Andrea Volken and Aleksandra Lempp
Andrea Volken and Aleksandra Lempp. Photo: Dr. Antoinette Fage-Butler.

On 12 May, we, Andrea Volken and Aleksandra Lempp from Humboldt-Universität’s departments of English and European literatures, attended a Circle U. workshop at Aarhus University. We had connected in Professor Anne Enderwitz’s Climate Fiction seminar at the start of our MA studies and have gone on to specialize in and around this genre.

Professor Enderwitz, Circle U. Chair at the Think and Do Tank for the Future of Higher Education, invited us to join the workshop in Denmark. It was part of a project entitled “Risk, future narratives and sustainability”, which receives funding from Circle U. as an Interdisciplinary Thematic Research Network (ITRN).

Peer-to-peer

The event hosted BA and MA students from HU Berlin, the University of Oslo, and Aarhus University, coming from disciplines as diverse as art history, international community health, medicine, horticultural science, law, international business communication, and literature. This workshop was not about simply displaying knowledge, but about exchange and peer-to-peer learning.

This, and excellent moderation by Aarhus University’s Professor Antoinette Mary Fage-Butler and Professor Enderwitz, made for stimulating discussions that sought to forge connections between our fields for the common activist aim of contributing to a more just and sustainable world. The energy was exciting and accepting.

Group photo: Interdisciplinary Thematic Research Network (ITRN)
Participants in the Interdisciplinary Thematic Research Network gathered in Aarhus. Photo: Julia Jørgensen.

Exploring narratives for sustainable change

We began with discussing a climate fiction short story facilitated by Professor Enderwitz, exploring literature’s capability to provide future narratives that educate and galvanize by harnessing the readers’ empathy. We worked together to construct our own storyworlds, looking into how the stories we tell can provide a wide range of emotional reactions to and understanding of the many interacting crises the world faces. These storyworlds were presented to and discussed with the rest of the group.

The exercise acted as a natural point of departure for a fascinating discussion surrounding dualisms, the artificial divide between nature and culture within the climate change discourse, and the need to rethink how we interact with non-human actors.

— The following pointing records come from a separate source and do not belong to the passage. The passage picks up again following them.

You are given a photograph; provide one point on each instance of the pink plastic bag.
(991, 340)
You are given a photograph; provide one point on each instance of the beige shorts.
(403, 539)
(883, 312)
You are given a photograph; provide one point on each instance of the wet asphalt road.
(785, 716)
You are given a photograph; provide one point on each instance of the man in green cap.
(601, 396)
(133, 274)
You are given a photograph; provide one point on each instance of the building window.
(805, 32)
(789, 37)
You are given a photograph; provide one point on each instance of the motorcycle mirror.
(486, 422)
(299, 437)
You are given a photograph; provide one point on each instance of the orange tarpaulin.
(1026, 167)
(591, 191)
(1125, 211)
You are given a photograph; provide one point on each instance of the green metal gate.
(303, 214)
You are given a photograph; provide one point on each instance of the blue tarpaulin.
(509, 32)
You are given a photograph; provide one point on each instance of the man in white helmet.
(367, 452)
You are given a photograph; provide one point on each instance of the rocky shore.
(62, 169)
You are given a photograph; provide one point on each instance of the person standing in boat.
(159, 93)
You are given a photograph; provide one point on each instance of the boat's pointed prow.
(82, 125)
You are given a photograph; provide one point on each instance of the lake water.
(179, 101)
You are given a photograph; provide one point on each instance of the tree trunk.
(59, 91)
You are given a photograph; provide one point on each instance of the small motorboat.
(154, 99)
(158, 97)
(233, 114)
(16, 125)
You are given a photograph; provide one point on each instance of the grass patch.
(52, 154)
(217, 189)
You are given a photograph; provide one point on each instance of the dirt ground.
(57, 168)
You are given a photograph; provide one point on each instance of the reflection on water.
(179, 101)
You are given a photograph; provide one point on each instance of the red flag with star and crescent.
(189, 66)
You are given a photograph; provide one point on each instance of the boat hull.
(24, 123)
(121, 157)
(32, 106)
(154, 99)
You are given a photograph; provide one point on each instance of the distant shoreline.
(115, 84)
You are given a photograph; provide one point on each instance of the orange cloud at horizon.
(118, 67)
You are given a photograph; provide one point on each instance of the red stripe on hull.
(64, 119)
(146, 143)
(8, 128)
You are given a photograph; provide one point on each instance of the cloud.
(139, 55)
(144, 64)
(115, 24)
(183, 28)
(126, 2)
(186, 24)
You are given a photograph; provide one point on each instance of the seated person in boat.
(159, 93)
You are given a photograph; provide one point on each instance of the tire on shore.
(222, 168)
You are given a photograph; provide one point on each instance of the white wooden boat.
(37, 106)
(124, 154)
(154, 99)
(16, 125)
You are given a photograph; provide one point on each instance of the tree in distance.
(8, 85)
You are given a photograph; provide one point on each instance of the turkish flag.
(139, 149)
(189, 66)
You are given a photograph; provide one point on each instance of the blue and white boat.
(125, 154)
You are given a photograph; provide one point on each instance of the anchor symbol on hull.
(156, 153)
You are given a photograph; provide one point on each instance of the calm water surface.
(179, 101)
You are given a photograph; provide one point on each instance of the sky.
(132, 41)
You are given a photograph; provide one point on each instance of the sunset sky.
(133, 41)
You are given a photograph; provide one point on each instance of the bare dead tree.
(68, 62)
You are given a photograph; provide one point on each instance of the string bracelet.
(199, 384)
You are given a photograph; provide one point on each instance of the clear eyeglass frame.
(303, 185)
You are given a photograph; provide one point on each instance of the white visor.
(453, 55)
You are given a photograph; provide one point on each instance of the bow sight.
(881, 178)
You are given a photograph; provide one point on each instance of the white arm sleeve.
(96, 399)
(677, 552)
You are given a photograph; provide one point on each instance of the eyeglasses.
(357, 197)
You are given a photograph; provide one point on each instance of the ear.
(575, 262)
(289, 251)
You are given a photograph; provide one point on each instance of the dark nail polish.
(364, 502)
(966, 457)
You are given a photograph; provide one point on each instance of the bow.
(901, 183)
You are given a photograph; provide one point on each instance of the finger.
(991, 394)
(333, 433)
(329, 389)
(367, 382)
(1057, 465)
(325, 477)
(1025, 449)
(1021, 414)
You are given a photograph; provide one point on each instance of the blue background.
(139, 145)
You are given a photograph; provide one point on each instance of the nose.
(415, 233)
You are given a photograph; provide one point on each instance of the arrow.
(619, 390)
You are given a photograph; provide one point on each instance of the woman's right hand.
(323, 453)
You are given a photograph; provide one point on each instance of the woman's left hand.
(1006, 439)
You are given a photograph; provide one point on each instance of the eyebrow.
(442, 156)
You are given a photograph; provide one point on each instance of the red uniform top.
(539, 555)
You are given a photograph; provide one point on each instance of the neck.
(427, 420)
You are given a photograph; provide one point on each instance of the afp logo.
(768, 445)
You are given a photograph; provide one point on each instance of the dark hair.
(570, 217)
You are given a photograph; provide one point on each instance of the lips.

Greater emphasis on immediate action

A fixture of our conversations was the Sustainable Development Goals (SDGs) (un.org), the 17 aims established to foster sustainable development across economic, social, and environmental concerns, presented by the United Nations General Assembly in 2015. We agreed that we appreciate the delineation but problematized a few aspects that seem to reinforce an unsustainable model of linear growth. We craved a greater emphasis on the need for biodiversity and the acknowledgment of the inherent interconnectedness of all goals. We concluded that the SDGs can and should be addressed utilizing the conceptual framework of intersectionality while putting greater emphasis on immediate action.

Professor Ben Anderson (Durham University) then gave a riveting keynote lecture over Zoom titled “Anticipating Futures in an Age of Uncertainty.” In a time of what seems to be innumerable calls to action for countless crises (environmental, racial, economic, etc.), his talk highlighted the notion that scenarios presenting catastrophic events were a way of bringing the future into the present and thus inspiring action.

Goals and inspiration for future research

Keeping a keen eye on the SDGs, we came together again to articulate our own goals. It was inspiring to hear, for example, that we were united in thinking that the issues addressed in the SDGs play out against a very specific background formed by the legacy of colonial power relations, the implicit imperative of economic growth, as well as a grossly unequal distribution of resources and access thereto, and that emphasizing this is crucial.

The mood by the end was electric; and we will undoubtedly be channeling what we learned into our own research. Aleksandra will be using both the discussions about rethinking the nature-culture divide and ideas on narrative structures in times of crisis from the keynote speech by Professor Anderson in her thesis research. Andrea has already excitedly told her research team about the workshop, and is looking forward to delving more into the discourse on ecological studies of empathy and affect. The workshop left us feeling inspired by the collaboration and, dare we say it, hopeful.

Andrea Volken is a Master’s student at Humboldt-Universität’s English literature department, where she also runs a research tutorial on “Applying Ecofeminism: A Collective and Interdisciplinary Approach”, funded by the Berlin University Alliance.

Aleksandra Lempp is a Master’s student of European literature at Humboldt-Universität zu Berlin. For her thesis, she is cross-examining recent publications of the Climate Fiction genre (CliFi) and advancements in our scientific knowledge regarding climate change.